Many years ago, when I was working in a central laundry in Milwaukee, it became obvious that we needed to find a faster, better way to fold thermal and bath blankets. I needed a high-volume folding system to keep up with demand.
I asked every allied tradesman who walked through my door about blanket folders they may have seen. Their input was invaluable, and I quickly narrowed my search to several systems. My research team and I traveled to look at the equipment and ultimately decided that none of the pieces were truly high-volume.
We asked the Chicago Dryer Co. about the possibility of marrying its recently introduced Edge feeder with a Skyline folder to create a high-volume blanket-folding system. The company was unsure if the Edge could handle the weight of the blankets but agreed to modify a feeder so we could test it at the factory. My research team was skeptical about this new piece of equipment, and we focused on its design and specifications.
The factory trial went well, and we were convinced that the Edge feeder could handle our blankets and give us the production numbers we needed. Chicago assured us that modifying the Edge was the hard part and that adapting the Skyline folder to handle blankets would not be a problem. We were confident that we had found something that would address our needs, so we purchased the system.

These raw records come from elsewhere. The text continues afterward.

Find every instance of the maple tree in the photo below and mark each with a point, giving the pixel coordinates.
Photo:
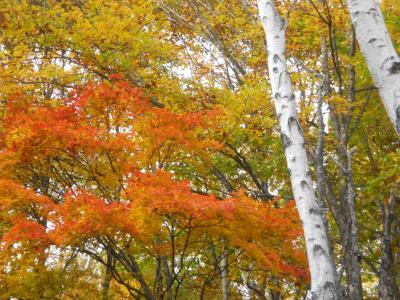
(118, 118)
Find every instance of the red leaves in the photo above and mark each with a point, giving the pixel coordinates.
(83, 215)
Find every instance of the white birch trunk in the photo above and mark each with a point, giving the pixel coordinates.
(379, 53)
(323, 273)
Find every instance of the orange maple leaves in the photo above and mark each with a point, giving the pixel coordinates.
(113, 129)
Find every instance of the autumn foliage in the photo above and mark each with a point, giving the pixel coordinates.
(92, 175)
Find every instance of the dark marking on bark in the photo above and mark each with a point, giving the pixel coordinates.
(329, 285)
(388, 63)
(304, 184)
(395, 68)
(293, 122)
(315, 211)
(286, 142)
(398, 119)
(318, 248)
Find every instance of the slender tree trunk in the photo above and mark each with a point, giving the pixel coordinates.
(378, 50)
(388, 289)
(225, 273)
(323, 274)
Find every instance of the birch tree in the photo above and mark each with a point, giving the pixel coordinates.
(323, 273)
(380, 55)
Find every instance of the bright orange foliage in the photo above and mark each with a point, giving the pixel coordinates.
(91, 174)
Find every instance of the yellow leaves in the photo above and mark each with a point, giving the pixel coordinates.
(340, 105)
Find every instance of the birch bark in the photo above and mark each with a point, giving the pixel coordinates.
(380, 55)
(323, 273)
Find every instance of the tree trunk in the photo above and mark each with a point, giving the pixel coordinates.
(380, 55)
(225, 273)
(323, 273)
(388, 289)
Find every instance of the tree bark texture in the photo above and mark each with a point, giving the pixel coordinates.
(379, 53)
(323, 273)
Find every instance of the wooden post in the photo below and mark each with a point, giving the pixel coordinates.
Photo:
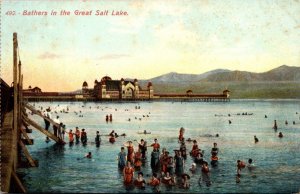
(26, 153)
(18, 182)
(15, 78)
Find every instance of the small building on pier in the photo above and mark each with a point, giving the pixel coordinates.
(121, 89)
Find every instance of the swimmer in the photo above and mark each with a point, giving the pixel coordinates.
(275, 125)
(250, 165)
(193, 168)
(89, 155)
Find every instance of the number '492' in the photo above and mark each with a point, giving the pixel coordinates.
(10, 13)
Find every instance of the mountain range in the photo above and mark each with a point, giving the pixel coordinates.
(282, 73)
(281, 82)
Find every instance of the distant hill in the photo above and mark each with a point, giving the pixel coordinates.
(281, 82)
(282, 73)
(180, 77)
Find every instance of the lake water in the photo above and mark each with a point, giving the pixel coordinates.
(277, 161)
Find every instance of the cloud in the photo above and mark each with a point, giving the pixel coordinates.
(113, 56)
(48, 55)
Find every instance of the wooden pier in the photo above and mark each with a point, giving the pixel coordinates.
(14, 129)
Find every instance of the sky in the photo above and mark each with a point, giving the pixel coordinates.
(59, 53)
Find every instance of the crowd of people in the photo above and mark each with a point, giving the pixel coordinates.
(166, 169)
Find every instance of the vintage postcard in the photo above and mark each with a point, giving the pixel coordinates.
(148, 96)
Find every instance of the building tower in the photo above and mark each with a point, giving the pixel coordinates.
(85, 88)
(136, 89)
(150, 89)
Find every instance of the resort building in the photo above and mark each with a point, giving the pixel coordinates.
(107, 88)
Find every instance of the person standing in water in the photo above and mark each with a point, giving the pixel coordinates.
(122, 159)
(83, 137)
(155, 159)
(97, 139)
(77, 134)
(181, 133)
(130, 151)
(128, 173)
(275, 125)
(56, 125)
(179, 163)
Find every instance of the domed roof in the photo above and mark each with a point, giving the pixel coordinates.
(84, 84)
(105, 78)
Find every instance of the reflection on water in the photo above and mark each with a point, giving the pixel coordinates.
(64, 168)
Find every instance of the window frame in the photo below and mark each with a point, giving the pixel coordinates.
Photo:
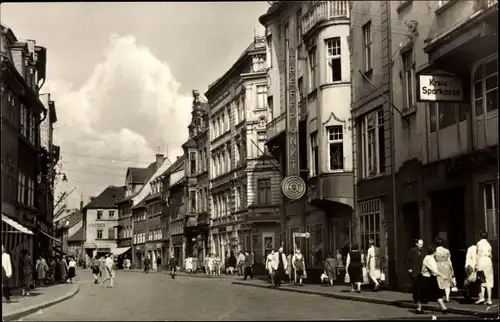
(331, 57)
(330, 131)
(367, 46)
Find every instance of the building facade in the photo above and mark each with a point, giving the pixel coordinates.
(196, 170)
(100, 222)
(415, 159)
(146, 226)
(310, 132)
(26, 167)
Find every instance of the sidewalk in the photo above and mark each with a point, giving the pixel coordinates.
(39, 299)
(382, 297)
(199, 275)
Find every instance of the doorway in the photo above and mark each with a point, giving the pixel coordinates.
(448, 222)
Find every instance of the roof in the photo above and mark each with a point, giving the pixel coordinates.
(78, 236)
(141, 203)
(138, 175)
(107, 199)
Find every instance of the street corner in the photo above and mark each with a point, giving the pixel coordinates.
(45, 298)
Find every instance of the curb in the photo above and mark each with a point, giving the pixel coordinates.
(401, 304)
(16, 315)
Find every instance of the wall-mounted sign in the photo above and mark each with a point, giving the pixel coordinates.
(97, 225)
(292, 144)
(440, 88)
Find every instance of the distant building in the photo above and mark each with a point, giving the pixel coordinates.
(100, 222)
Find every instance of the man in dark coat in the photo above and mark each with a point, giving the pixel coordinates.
(413, 263)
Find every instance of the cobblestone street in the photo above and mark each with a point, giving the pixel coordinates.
(157, 297)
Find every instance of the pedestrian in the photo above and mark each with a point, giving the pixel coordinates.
(472, 284)
(289, 268)
(63, 271)
(248, 266)
(109, 271)
(95, 266)
(373, 264)
(484, 268)
(445, 267)
(299, 266)
(231, 263)
(428, 288)
(41, 269)
(354, 267)
(331, 269)
(71, 269)
(269, 267)
(413, 263)
(241, 263)
(26, 270)
(159, 267)
(173, 266)
(279, 265)
(147, 263)
(6, 275)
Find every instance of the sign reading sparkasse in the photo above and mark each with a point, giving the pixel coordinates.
(440, 88)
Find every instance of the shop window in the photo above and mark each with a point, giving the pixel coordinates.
(491, 209)
(369, 223)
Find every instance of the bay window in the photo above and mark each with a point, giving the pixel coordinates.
(372, 144)
(336, 147)
(333, 60)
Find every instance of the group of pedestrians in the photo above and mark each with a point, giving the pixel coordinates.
(48, 270)
(433, 277)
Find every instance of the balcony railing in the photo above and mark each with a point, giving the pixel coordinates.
(323, 11)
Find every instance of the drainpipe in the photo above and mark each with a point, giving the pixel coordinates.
(393, 153)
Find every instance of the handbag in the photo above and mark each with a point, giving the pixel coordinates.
(347, 279)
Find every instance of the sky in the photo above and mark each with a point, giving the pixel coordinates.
(122, 75)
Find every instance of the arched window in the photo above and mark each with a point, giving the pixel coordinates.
(485, 89)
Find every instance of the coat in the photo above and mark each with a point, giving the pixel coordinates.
(414, 260)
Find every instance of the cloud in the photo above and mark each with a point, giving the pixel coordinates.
(130, 105)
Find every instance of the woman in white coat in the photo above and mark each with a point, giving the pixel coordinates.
(484, 267)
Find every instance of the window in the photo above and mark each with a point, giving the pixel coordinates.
(486, 89)
(491, 209)
(192, 200)
(367, 43)
(336, 147)
(261, 96)
(300, 85)
(372, 144)
(21, 188)
(314, 153)
(261, 141)
(264, 191)
(333, 60)
(269, 40)
(312, 69)
(192, 163)
(408, 79)
(298, 23)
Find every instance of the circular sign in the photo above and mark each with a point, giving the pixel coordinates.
(293, 187)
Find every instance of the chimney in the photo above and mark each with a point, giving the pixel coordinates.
(159, 160)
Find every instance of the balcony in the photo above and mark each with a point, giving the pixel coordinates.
(322, 11)
(276, 127)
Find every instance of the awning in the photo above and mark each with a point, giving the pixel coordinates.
(17, 226)
(49, 236)
(120, 250)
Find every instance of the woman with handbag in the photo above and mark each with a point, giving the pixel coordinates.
(354, 267)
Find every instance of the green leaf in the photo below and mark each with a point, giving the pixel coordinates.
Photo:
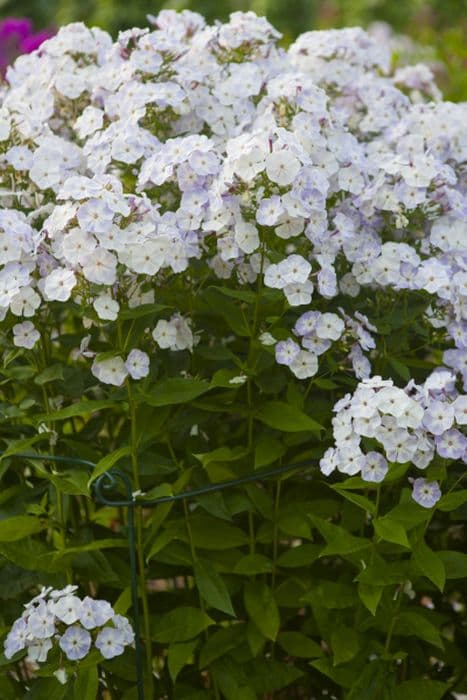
(268, 675)
(108, 462)
(178, 656)
(415, 624)
(19, 526)
(455, 564)
(86, 683)
(22, 445)
(303, 555)
(179, 625)
(49, 688)
(451, 501)
(81, 408)
(212, 587)
(418, 689)
(391, 531)
(175, 390)
(339, 541)
(299, 645)
(262, 608)
(345, 645)
(370, 596)
(287, 418)
(252, 564)
(49, 374)
(375, 682)
(222, 454)
(212, 533)
(220, 643)
(429, 563)
(268, 450)
(357, 499)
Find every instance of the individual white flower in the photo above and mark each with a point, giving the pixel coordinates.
(66, 608)
(94, 613)
(282, 167)
(122, 624)
(165, 334)
(267, 339)
(298, 293)
(17, 638)
(110, 371)
(375, 467)
(110, 642)
(305, 365)
(25, 335)
(75, 643)
(460, 410)
(329, 326)
(246, 236)
(100, 267)
(137, 364)
(25, 302)
(58, 285)
(106, 308)
(41, 622)
(39, 650)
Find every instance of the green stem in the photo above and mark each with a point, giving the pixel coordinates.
(139, 541)
(387, 644)
(275, 543)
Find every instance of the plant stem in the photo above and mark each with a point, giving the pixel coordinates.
(139, 541)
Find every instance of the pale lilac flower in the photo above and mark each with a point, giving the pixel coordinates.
(94, 613)
(286, 352)
(451, 444)
(25, 335)
(375, 467)
(66, 608)
(17, 638)
(426, 493)
(137, 364)
(110, 371)
(75, 643)
(439, 417)
(41, 622)
(106, 308)
(111, 642)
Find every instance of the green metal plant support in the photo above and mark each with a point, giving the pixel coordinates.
(107, 490)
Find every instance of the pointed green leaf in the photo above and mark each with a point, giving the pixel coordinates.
(429, 563)
(287, 418)
(180, 625)
(178, 656)
(108, 462)
(391, 531)
(212, 587)
(262, 608)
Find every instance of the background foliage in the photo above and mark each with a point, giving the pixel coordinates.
(255, 592)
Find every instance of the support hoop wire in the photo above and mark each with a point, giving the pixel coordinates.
(108, 483)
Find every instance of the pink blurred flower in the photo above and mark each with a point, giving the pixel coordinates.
(17, 37)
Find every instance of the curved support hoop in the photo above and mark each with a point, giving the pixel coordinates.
(108, 483)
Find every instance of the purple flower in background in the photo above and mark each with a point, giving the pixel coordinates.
(17, 37)
(426, 493)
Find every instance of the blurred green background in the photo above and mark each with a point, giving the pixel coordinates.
(441, 24)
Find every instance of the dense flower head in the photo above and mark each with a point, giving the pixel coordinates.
(61, 617)
(313, 172)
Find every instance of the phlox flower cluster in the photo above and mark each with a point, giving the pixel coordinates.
(313, 172)
(381, 423)
(60, 618)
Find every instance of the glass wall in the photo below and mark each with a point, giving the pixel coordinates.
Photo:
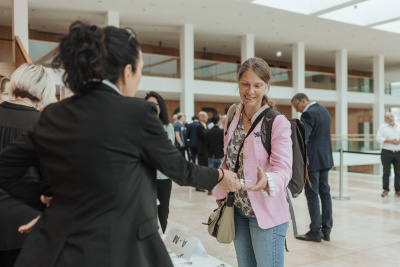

Shortly after installation, we began having trouble with the Skyline folder. Everyone had been so focused on the feeder that we had ignored the folder. Chicago Dryer Co. rose to the occasion and diligently worked with us over the next 12 months until we had perfected the folder. I do not know how many of these blanket-folding systems Chicago went on to sell, but this high-volume system first installed in Milwaukee has become the dominant system in today’s market.
I have been blessed to work in an industry with so much talent and energy. When faced with a unique problem, help is never more than a phone call away.
During the years that I spent consulting to the laundry industry, my partner, Bill Webb, often said he didn’t know all the answers to every problem, but he did have the most intelligent phone book around. He recognized the value of working with people from various sides of the industry to solve problems. This is especially true when a problem may require numerous disciplines to find the best solution.
So, what does one need to take advantage of the knowledge that is out there? You have to be willing to truly share your needs with your vendors.
During World War II, the U.S. Navy famously warned its service members that “Loose lips sink ships.” That spirit of not wanting the competition to know what they are up to often keeps laundry managers from taking full advantage of the vendor support that is available to them.
There are no trade secrets that make one company grow while another maintains its volume. The difference between laundries is management’s desire to use knowledge and apply it to their operation. Failing to work with your knowledgeable vendors as business partners puts you and your laundry at a competitive disadvantage to laundries that embrace this resource.